Vriezen has noted that ‘God can only be denoted as the Real One according to the functional character of His Being, not in His Being itself.’ If Abba is correct that the basic idea behind the name in the context of Exodus 3 and 4 is ‘presence’ (rather than metaphysics) revealed in what Delitzsch calls ‘the active manifestation of existence’, then God is present in history revealing himself (his character) to humanity through his actions. Is this not why the Bible is more concerned with speaking of the ‘name’ rather than the ‘concept’ or ‘idea’ of God! This personal God will not be confused or subsumed with an idea, Hegelian or otherwise.
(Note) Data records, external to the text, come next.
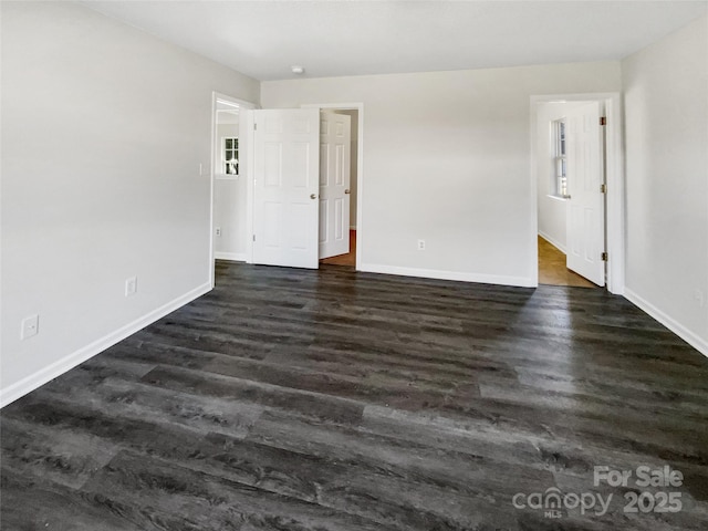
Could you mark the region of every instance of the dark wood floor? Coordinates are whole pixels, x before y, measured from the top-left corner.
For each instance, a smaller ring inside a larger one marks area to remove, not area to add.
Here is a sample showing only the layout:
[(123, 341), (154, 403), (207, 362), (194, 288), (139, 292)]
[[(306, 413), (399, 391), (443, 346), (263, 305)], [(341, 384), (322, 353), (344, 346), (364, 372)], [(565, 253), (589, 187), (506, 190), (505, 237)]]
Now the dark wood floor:
[[(708, 360), (604, 290), (219, 262), (0, 420), (3, 530), (708, 529)], [(593, 487), (643, 465), (680, 512)]]
[(346, 254), (337, 254), (336, 257), (323, 258), (320, 263), (330, 263), (332, 266), (356, 267), (356, 230), (350, 229), (350, 252)]

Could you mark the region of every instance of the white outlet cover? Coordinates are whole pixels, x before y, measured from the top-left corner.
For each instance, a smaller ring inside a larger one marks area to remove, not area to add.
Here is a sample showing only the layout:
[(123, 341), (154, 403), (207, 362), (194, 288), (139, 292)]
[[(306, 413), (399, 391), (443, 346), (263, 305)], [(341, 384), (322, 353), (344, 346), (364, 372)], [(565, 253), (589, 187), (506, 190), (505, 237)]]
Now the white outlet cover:
[(20, 339), (27, 340), (40, 333), (40, 316), (34, 314), (22, 320)]
[(125, 296), (134, 295), (137, 292), (137, 277), (125, 280)]

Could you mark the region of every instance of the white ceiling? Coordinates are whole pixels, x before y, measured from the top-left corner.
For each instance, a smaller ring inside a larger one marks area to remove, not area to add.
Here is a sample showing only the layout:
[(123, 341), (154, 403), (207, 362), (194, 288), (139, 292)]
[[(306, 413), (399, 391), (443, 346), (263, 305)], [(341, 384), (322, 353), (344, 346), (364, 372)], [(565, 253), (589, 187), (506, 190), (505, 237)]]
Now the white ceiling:
[(257, 80), (622, 59), (702, 1), (85, 1)]

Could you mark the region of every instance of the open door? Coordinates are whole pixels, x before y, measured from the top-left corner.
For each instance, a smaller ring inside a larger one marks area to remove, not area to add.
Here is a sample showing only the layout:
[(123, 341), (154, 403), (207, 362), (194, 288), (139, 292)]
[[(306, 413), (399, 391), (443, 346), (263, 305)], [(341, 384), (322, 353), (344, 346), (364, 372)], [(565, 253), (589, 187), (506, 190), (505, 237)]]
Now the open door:
[(350, 116), (320, 118), (320, 258), (350, 252)]
[(320, 111), (253, 118), (253, 263), (316, 269)]
[(591, 102), (566, 115), (568, 123), (568, 253), (566, 267), (597, 285), (605, 285), (604, 142), (600, 103)]

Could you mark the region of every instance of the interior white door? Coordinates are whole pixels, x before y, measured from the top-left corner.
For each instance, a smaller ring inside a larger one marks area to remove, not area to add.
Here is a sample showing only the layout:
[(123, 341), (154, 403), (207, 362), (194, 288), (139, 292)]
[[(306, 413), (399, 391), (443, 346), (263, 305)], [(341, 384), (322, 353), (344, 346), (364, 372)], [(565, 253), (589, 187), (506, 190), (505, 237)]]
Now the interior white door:
[(566, 267), (605, 285), (604, 140), (600, 102), (569, 112)]
[(253, 113), (253, 263), (316, 269), (320, 111)]
[(350, 252), (352, 118), (320, 117), (320, 258)]

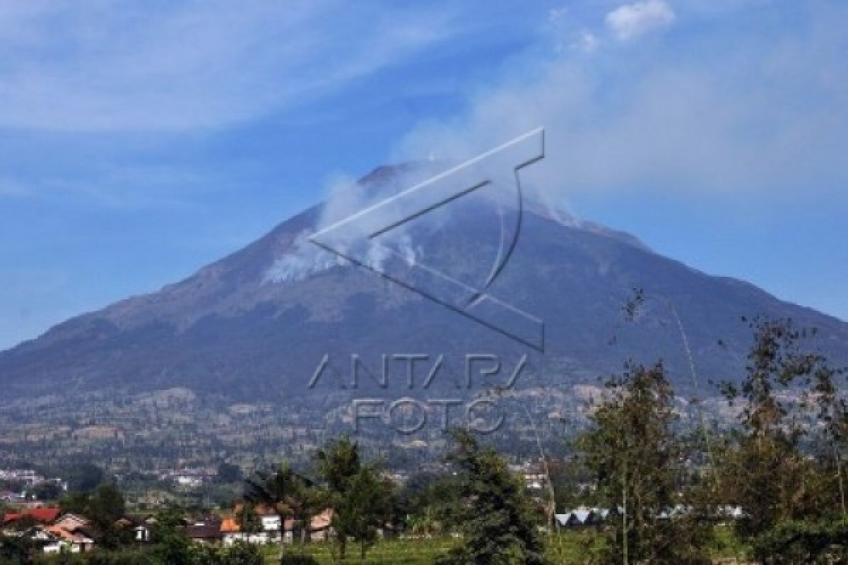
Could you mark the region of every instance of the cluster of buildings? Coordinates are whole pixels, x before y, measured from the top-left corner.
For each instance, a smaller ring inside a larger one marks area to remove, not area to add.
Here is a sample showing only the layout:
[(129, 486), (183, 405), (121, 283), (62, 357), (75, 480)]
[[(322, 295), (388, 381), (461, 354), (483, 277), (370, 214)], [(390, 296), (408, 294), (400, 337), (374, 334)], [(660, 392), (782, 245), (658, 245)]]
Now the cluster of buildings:
[[(192, 521), (186, 526), (186, 535), (195, 541), (218, 543), (230, 546), (236, 541), (249, 543), (292, 543), (295, 536), (309, 541), (326, 541), (332, 535), (332, 511), (327, 509), (313, 516), (305, 528), (297, 528), (292, 518), (282, 519), (272, 509), (265, 506), (254, 507), (259, 515), (256, 531), (245, 532), (234, 516), (219, 518), (211, 516)], [(241, 504), (236, 506), (235, 515), (242, 511)], [(299, 530), (299, 531), (298, 531)]]
[[(206, 516), (199, 518), (184, 518), (180, 528), (192, 541), (204, 544), (230, 546), (236, 541), (249, 543), (292, 543), (295, 536), (299, 540), (326, 541), (332, 534), (332, 512), (324, 510), (312, 517), (305, 528), (297, 527), (291, 518), (282, 519), (273, 510), (264, 506), (254, 508), (259, 523), (252, 531), (242, 531), (235, 516), (242, 510), (237, 505), (230, 516)], [(128, 533), (128, 539), (137, 543), (154, 540), (153, 515), (143, 518), (125, 517), (115, 522), (119, 530)], [(0, 534), (7, 537), (25, 538), (47, 554), (82, 553), (94, 549), (98, 533), (86, 517), (63, 513), (55, 507), (24, 507), (3, 516)]]
[[(622, 507), (617, 508), (591, 508), (588, 507), (579, 507), (574, 510), (570, 510), (561, 514), (556, 514), (556, 523), (560, 528), (582, 529), (589, 527), (600, 527), (605, 524), (609, 520), (620, 518), (624, 512)], [(672, 508), (662, 512), (658, 519), (667, 520), (674, 518), (689, 514), (692, 509), (683, 505), (678, 504)], [(706, 517), (706, 519), (717, 521), (731, 521), (745, 518), (747, 514), (740, 507), (725, 506), (715, 511), (715, 515)]]
[(26, 538), (44, 553), (81, 553), (95, 546), (88, 519), (76, 514), (62, 514), (53, 507), (6, 512), (2, 532), (7, 537)]

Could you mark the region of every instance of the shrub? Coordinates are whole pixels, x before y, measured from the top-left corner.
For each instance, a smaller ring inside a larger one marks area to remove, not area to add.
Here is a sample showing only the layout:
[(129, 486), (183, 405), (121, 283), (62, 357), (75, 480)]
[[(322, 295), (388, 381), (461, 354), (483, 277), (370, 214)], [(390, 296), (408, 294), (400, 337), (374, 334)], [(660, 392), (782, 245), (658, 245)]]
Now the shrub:
[(283, 553), (280, 565), (318, 565), (318, 560), (310, 555)]

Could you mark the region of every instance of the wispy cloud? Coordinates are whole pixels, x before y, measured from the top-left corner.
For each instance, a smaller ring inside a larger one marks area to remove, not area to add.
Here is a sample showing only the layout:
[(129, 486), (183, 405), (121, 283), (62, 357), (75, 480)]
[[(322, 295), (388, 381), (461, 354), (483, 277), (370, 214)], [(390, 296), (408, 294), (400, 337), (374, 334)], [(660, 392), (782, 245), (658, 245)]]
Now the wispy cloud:
[[(215, 128), (286, 108), (450, 36), (442, 10), (338, 0), (33, 0), (0, 7), (0, 126)], [(142, 9), (143, 8), (143, 9)]]
[(837, 190), (848, 178), (848, 9), (762, 16), (711, 14), (705, 27), (690, 13), (667, 41), (522, 60), (468, 113), (410, 132), (399, 156), (472, 155), (543, 125), (549, 158), (527, 174), (561, 195)]
[(664, 0), (640, 0), (606, 14), (606, 25), (622, 41), (670, 25), (674, 12)]

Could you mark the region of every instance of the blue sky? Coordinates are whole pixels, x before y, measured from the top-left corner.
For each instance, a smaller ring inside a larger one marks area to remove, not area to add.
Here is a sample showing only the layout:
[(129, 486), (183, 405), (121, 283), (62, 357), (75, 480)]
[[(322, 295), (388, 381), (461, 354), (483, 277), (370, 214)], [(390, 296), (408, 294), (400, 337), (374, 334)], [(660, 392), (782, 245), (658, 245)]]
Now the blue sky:
[(544, 197), (848, 319), (845, 3), (401, 4), (0, 4), (0, 347), (538, 125)]

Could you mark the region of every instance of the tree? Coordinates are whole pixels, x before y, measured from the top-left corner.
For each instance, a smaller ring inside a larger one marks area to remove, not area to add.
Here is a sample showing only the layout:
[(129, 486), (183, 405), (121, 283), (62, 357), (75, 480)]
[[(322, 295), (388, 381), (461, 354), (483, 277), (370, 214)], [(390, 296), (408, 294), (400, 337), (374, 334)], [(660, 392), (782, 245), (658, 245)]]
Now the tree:
[(238, 483), (243, 480), (242, 469), (237, 465), (222, 463), (218, 466), (218, 482), (220, 483)]
[(438, 565), (540, 565), (544, 546), (541, 512), (523, 492), (518, 477), (491, 447), (482, 447), (466, 430), (453, 432), (447, 462), (456, 469), (461, 546)]
[[(360, 544), (360, 562), (377, 539), (380, 528), (392, 514), (392, 485), (380, 479), (371, 468), (363, 467), (347, 482), (333, 514), (338, 540), (351, 538)], [(343, 553), (340, 560), (344, 560)]]
[(286, 518), (291, 518), (297, 542), (303, 540), (303, 533), (318, 510), (321, 492), (314, 481), (298, 474), (284, 463), (275, 473), (259, 472), (248, 479), (244, 499), (273, 509), (281, 524)]
[(68, 473), (68, 490), (76, 492), (92, 492), (106, 480), (102, 468), (92, 463), (81, 463), (71, 468)]
[(236, 522), (245, 534), (258, 534), (262, 531), (262, 518), (259, 518), (254, 505), (249, 502), (243, 504), (236, 512)]
[(344, 436), (331, 441), (315, 453), (318, 476), (326, 482), (331, 492), (342, 494), (348, 490), (350, 480), (362, 468), (359, 444)]
[(628, 367), (607, 386), (609, 397), (577, 442), (600, 494), (621, 515), (611, 529), (607, 558), (709, 562), (710, 530), (696, 519), (703, 511), (678, 493), (684, 451), (674, 432), (673, 391), (662, 365)]
[(91, 521), (98, 544), (112, 549), (131, 541), (131, 533), (120, 529), (115, 522), (126, 515), (124, 494), (114, 485), (105, 483), (91, 494), (72, 492), (59, 501), (63, 512), (85, 516)]
[(333, 511), (332, 526), (336, 530), (338, 560), (343, 562), (347, 557), (348, 535), (340, 533), (346, 527), (341, 523), (342, 506), (350, 490), (351, 482), (362, 470), (360, 462), (359, 444), (345, 436), (331, 441), (315, 452), (318, 476), (326, 485), (324, 496), (326, 506)]
[[(728, 501), (742, 506), (747, 518), (738, 533), (755, 536), (784, 521), (833, 513), (834, 477), (801, 451), (811, 427), (808, 399), (817, 399), (834, 447), (844, 441), (844, 407), (836, 402), (836, 372), (802, 342), (814, 332), (785, 319), (755, 319), (754, 343), (745, 378), (725, 382), (731, 402), (741, 400), (739, 429), (724, 447), (722, 484)], [(841, 465), (836, 461), (839, 479)], [(841, 489), (840, 489), (841, 490)]]
[(32, 487), (31, 494), (40, 501), (58, 500), (64, 492), (54, 481), (44, 481)]

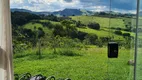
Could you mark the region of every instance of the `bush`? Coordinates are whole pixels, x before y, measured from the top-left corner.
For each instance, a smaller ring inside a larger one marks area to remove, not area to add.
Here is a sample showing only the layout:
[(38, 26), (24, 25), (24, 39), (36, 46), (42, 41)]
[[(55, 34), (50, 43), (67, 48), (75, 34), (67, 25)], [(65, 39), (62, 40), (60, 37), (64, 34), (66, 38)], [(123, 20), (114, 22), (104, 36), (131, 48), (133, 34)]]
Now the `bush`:
[(67, 33), (66, 33), (66, 31), (64, 30), (64, 28), (63, 28), (62, 25), (56, 24), (56, 25), (54, 26), (53, 34), (54, 34), (54, 36), (59, 35), (59, 36), (63, 37), (63, 36), (65, 36)]
[(85, 39), (87, 39), (91, 44), (96, 44), (95, 42), (97, 41), (98, 39), (98, 36), (95, 35), (95, 34), (88, 34), (85, 36)]
[(59, 52), (60, 55), (63, 56), (81, 56), (80, 54), (76, 53), (75, 51), (64, 49)]
[(123, 37), (130, 37), (130, 33), (123, 33)]
[(85, 36), (86, 36), (87, 34), (88, 34), (88, 33), (79, 31), (77, 38), (80, 39), (80, 40), (84, 40), (84, 39), (85, 39)]
[(117, 35), (122, 35), (122, 32), (120, 30), (115, 31), (114, 33)]
[(100, 24), (99, 23), (89, 23), (88, 27), (92, 28), (92, 29), (100, 30)]

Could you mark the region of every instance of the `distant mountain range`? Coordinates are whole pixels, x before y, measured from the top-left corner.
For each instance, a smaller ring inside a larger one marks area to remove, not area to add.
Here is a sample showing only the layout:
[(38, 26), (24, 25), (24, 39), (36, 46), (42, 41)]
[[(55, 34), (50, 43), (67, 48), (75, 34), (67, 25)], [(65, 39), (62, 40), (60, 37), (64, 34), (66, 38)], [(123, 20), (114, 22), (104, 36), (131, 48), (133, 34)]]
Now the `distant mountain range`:
[(94, 12), (92, 12), (92, 11), (81, 10), (81, 9), (64, 9), (64, 10), (55, 11), (55, 12), (34, 12), (34, 11), (26, 10), (26, 9), (11, 9), (11, 12), (15, 12), (15, 11), (29, 12), (29, 13), (33, 13), (33, 14), (37, 14), (37, 15), (53, 14), (53, 15), (56, 15), (56, 16), (92, 15), (92, 14), (94, 14)]
[[(88, 10), (83, 10), (83, 9), (64, 9), (61, 11), (55, 11), (55, 12), (34, 12), (31, 10), (27, 10), (27, 9), (11, 9), (11, 12), (15, 12), (15, 11), (19, 11), (19, 12), (28, 12), (28, 13), (33, 13), (33, 14), (37, 14), (37, 15), (56, 15), (56, 16), (77, 16), (77, 15), (93, 15), (97, 12), (93, 12), (93, 11), (88, 11)], [(109, 11), (105, 11), (105, 13), (109, 13)], [(118, 12), (111, 12), (111, 14), (123, 14), (123, 13), (118, 13)], [(131, 14), (131, 13), (128, 13)], [(142, 11), (140, 12), (140, 16), (142, 16)]]

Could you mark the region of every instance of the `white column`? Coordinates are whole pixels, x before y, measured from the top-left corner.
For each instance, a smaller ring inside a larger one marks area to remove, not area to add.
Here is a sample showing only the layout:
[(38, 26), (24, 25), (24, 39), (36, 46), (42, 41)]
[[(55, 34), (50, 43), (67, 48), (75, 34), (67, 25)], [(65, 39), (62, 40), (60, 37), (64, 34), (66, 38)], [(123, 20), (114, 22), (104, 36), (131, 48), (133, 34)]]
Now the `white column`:
[(10, 1), (0, 0), (0, 80), (13, 80)]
This does not mean that we are not given to know God as he is in himself, only that we must neither divorce nor confuse ontology and soteriology.
God’s name identifies his nature, so that a request for his ‘name’ is equivalent to asking about his character (Exo 3:13; Hos 12:5). As Coffin notes, ‘The [divine] name is taken as the expression of His nature and character; and His revealed name is associated with His people Israel and with His sanctuary in their midst. Their meeting with Him is more than a meeting with a tribal god, and the basis of their joy is the knowledge of Himself as revealed in His name.’ But it is more than this. Behind Moses’ request is the whole question about how Israel were to understand and define their own future. If Israel were to leave ‘secure nonexistence’ (Robert Jenson) in Egypt and speculate on the promises of their fathers’ God, then they first needed to know what sort of future this God of Abraham, Isaac and Jacob is. The answer comes in the guise of the name itself: YHWH. In 6:2-8, YHWH moves to define himself as not only the covenant making God of their father’s, but now as the one who has heard the groaning of this slave people Israel in Egypt, and who has remembered his covenant promise, and is therefore determined to redeem these slaves out from under the burdens of the Egyptians with an outstretched arm and with great acts of judgment that they might be his people, and he their God, and that they might know that YHWH is their God.
The point is that God’s action in history is not primarily with a view to revealing something about himself so much as it is to reveal himself. In this God’s freedom is such that he becomes something that he has never been that his people might know him and become something in him that they could not become apart from his becoming human for our sakes. This revelation of God as being for us in covenant love and faithfulness means that he can be trusted.
It seems to me that attempts to understand the divine name (YHWH) have proved unsatisfactory because scholars have sought to interpret it in isolation from its context. When we do consider the Exodus 3 narrative in its context we discover that the revelation given to Moses at the burning bush was not the revelation of a new and hitherto unknown name, as some have argued, so much as it is the disclosure of the real significance of a name long known. The giving of the name ‘Yahweh’ was the framework of revelation in the religious foundation of Moses and pointed back implicitly to this historical confrontation of God and humanity and all that resulted there-from. What matters is God’s continued, active presence and relationship, and not some abstract existential concept of being.